LISTO

LISTO is a tool for performing comprehensive overlap assessments on lists comprising sets of strings, such as lists of gene sets. It can assess:

Overlaps of pairs of sets of strings selected from the same universe.
Overlaps of pairs of sets of strings selected from different universes.
Overlaps of triplets of sets of strings selected from the same universe.

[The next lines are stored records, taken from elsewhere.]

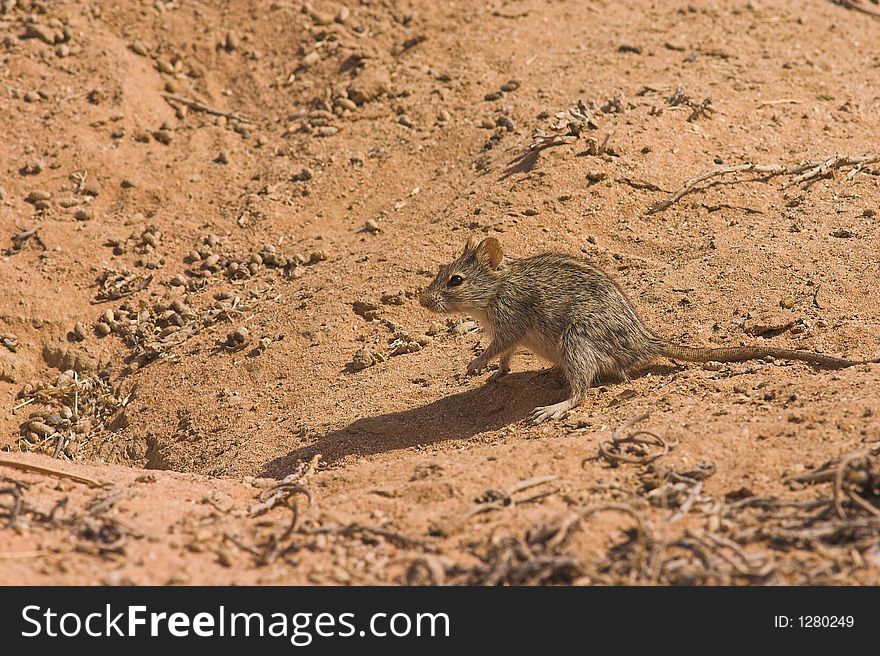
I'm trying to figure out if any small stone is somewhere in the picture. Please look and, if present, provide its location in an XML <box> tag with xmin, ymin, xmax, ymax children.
<box><xmin>302</xmin><ymin>50</ymin><xmax>321</xmax><ymax>68</ymax></box>
<box><xmin>293</xmin><ymin>167</ymin><xmax>314</xmax><ymax>182</ymax></box>
<box><xmin>224</xmin><ymin>30</ymin><xmax>240</xmax><ymax>52</ymax></box>
<box><xmin>128</xmin><ymin>41</ymin><xmax>150</xmax><ymax>57</ymax></box>
<box><xmin>156</xmin><ymin>59</ymin><xmax>174</xmax><ymax>75</ymax></box>
<box><xmin>202</xmin><ymin>253</ymin><xmax>220</xmax><ymax>269</ymax></box>
<box><xmin>153</xmin><ymin>130</ymin><xmax>174</xmax><ymax>146</ymax></box>
<box><xmin>311</xmin><ymin>9</ymin><xmax>336</xmax><ymax>25</ymax></box>
<box><xmin>21</xmin><ymin>159</ymin><xmax>46</xmax><ymax>175</ymax></box>
<box><xmin>347</xmin><ymin>64</ymin><xmax>391</xmax><ymax>105</ymax></box>
<box><xmin>380</xmin><ymin>289</ymin><xmax>406</xmax><ymax>305</ymax></box>
<box><xmin>25</xmin><ymin>189</ymin><xmax>52</xmax><ymax>203</ymax></box>
<box><xmin>333</xmin><ymin>98</ymin><xmax>357</xmax><ymax>112</ymax></box>
<box><xmin>617</xmin><ymin>43</ymin><xmax>642</xmax><ymax>55</ymax></box>
<box><xmin>351</xmin><ymin>347</ymin><xmax>376</xmax><ymax>371</ymax></box>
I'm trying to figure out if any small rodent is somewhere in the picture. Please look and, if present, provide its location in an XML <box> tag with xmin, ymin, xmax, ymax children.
<box><xmin>419</xmin><ymin>237</ymin><xmax>874</xmax><ymax>424</ymax></box>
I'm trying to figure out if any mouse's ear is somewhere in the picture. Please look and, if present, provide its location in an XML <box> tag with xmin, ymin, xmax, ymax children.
<box><xmin>463</xmin><ymin>235</ymin><xmax>479</xmax><ymax>255</ymax></box>
<box><xmin>477</xmin><ymin>237</ymin><xmax>504</xmax><ymax>269</ymax></box>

While LISTO has been developed with scRNA-seq data analysis in mind, the methodology is fully applicable for the same problem arising in any other setting. Thus, the implementation of LISTO uses general R objects (data frames, character vectors), rather than scRNA-seq-specific objects.

Installation

To install the version of LISTO currently available on CRAN, run the following R code :

install.packages("LISTO")

Alternatively, you can install the most recent development version, using this code:

pak::pak("andrei-stoica26/LISTO")

Currently, both versions are the same (0.8.1).

Description and usage

This section will elaborate on the functionality and usage of LISTO. It discusses first the overlaps of individual elements, then the details of how the lists of elements must be provided as input.

Items

Each item taking part in an individual overlap assessed by LISTO is a set of strings. Each overlap assessment of sets of strings answers the question of whether the sets intersect each other to a statistically significant extent.

Lists

The runLISTO function runs the entire LISTO pipeline. It requires two lists as input. Each list can store two types of elements:

Character vectors.
Data frames with a numeric column specified by the numCol parameter.

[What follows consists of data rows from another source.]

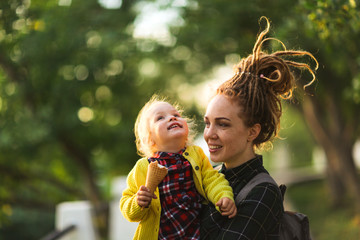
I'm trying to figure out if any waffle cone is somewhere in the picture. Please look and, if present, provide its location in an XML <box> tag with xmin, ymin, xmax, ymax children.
<box><xmin>145</xmin><ymin>162</ymin><xmax>167</xmax><ymax>193</ymax></box>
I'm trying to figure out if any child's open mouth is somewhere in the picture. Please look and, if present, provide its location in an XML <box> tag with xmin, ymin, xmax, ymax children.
<box><xmin>168</xmin><ymin>123</ymin><xmax>182</xmax><ymax>130</ymax></box>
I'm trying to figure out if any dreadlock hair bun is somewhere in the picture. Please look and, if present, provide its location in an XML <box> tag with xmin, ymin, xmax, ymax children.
<box><xmin>217</xmin><ymin>17</ymin><xmax>318</xmax><ymax>147</ymax></box>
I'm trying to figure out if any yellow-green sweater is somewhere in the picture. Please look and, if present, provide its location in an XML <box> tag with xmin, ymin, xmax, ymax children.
<box><xmin>120</xmin><ymin>146</ymin><xmax>234</xmax><ymax>240</ymax></box>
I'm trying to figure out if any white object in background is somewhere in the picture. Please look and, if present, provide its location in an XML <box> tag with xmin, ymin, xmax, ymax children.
<box><xmin>55</xmin><ymin>201</ymin><xmax>99</xmax><ymax>240</ymax></box>
<box><xmin>109</xmin><ymin>176</ymin><xmax>138</xmax><ymax>240</ymax></box>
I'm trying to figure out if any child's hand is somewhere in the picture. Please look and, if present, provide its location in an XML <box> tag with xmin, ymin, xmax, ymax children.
<box><xmin>136</xmin><ymin>186</ymin><xmax>156</xmax><ymax>208</ymax></box>
<box><xmin>216</xmin><ymin>197</ymin><xmax>237</xmax><ymax>218</ymax></box>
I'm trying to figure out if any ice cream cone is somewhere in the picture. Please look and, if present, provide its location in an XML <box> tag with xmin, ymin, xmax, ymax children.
<box><xmin>145</xmin><ymin>162</ymin><xmax>167</xmax><ymax>193</ymax></box>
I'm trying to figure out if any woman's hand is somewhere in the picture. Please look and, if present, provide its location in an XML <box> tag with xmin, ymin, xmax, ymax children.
<box><xmin>136</xmin><ymin>186</ymin><xmax>157</xmax><ymax>208</ymax></box>
<box><xmin>216</xmin><ymin>197</ymin><xmax>237</xmax><ymax>218</ymax></box>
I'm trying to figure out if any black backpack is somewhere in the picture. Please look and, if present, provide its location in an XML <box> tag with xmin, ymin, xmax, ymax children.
<box><xmin>235</xmin><ymin>173</ymin><xmax>311</xmax><ymax>240</ymax></box>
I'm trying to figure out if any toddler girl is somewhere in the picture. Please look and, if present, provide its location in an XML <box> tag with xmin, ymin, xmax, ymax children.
<box><xmin>120</xmin><ymin>96</ymin><xmax>236</xmax><ymax>240</ymax></box>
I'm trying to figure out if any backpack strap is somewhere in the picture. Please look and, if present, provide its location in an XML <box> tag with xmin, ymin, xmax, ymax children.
<box><xmin>235</xmin><ymin>172</ymin><xmax>281</xmax><ymax>205</ymax></box>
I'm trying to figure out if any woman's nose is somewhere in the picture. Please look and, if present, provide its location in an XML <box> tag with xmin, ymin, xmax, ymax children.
<box><xmin>204</xmin><ymin>126</ymin><xmax>218</xmax><ymax>139</ymax></box>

A third list, containing the same type of elements, can be optionally provided.

Extracting items from lists

Items to be used in the overlap assessments are extracted from the input lists as follows:

Character vectors: They are used as such.
Data frames: The rownames of the data frame are selected, and overlaps are calculated based on cutoffs determined by the distinct values in the column specified by numCol. The median of the resulting p-values is taken to be the p-value of the corresponding overlap.